がん研有明病院 院長補佐 消化器化学療法科部長
子供のころ小児喘息に悩まされて、喘息を治すことを誓って医者になりました。それが人との出会いで、消化器内視鏡医をめざすことになって、いつの間にか気がついたら抗癌剤の専門家になっていました。消化器がんの化学療法に取り組んで、20年以上が経ちましたが、未だに薬を適切に使うことの難しさを感じております。新しい薬が出てきて、新しいバイオマーカーも出てきています。情報を経験とすりあわせて、患者さんが三年後、五年後に元気でいられるよう治療を組み立てていく、これが抗癌剤専門家・臨床腫瘍医の使命と肝に銘じています。また新しい治療を作ることや、薬の開発に携わることも大事な仕事です。でも、患者さんといのちについて話し合うことが多い領域で、ついついお酒の量が増えてしまっています。

馬城 はるか(まのしろ はるか)先生

がん研有明病院 リハビリテーション部主任
1999年より癌研究会附属病院(現:がん研有明病院)にてがんのリハビリテーションに従事しています。当初はがん分野で行われているリハビリテーションは少なく、当院でも骨軟部腫瘍や乳がんに対するリハビリテーションを中心に行っていました。

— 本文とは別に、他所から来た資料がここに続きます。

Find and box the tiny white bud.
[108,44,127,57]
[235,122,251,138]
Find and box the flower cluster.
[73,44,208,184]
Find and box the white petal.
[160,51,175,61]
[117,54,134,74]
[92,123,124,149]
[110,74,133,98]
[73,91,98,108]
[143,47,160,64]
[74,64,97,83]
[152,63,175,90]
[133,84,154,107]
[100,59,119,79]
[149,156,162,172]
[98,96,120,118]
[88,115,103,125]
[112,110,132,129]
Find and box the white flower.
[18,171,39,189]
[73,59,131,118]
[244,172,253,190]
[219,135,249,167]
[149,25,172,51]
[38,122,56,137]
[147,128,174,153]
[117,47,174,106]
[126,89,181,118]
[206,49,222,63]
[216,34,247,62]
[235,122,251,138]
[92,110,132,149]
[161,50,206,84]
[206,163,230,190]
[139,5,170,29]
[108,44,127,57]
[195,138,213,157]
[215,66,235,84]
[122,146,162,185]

2010年より「がんのリハビリテーション」という分類が制定され、がんの種類も病期も幅広く、がんと闘病されている方にリハビリテーションを行える時代になりました。当院でも2016年より胃切除症例に対して周術期のリハビリテーションを開始し、術前から術後、外来期まで関わる取り組みを行っています。外科治療中だけでなく、治療後に日常生活にスムーズに戻れるような予防や改善法など、その時の状態に合わせたサポートを行っています。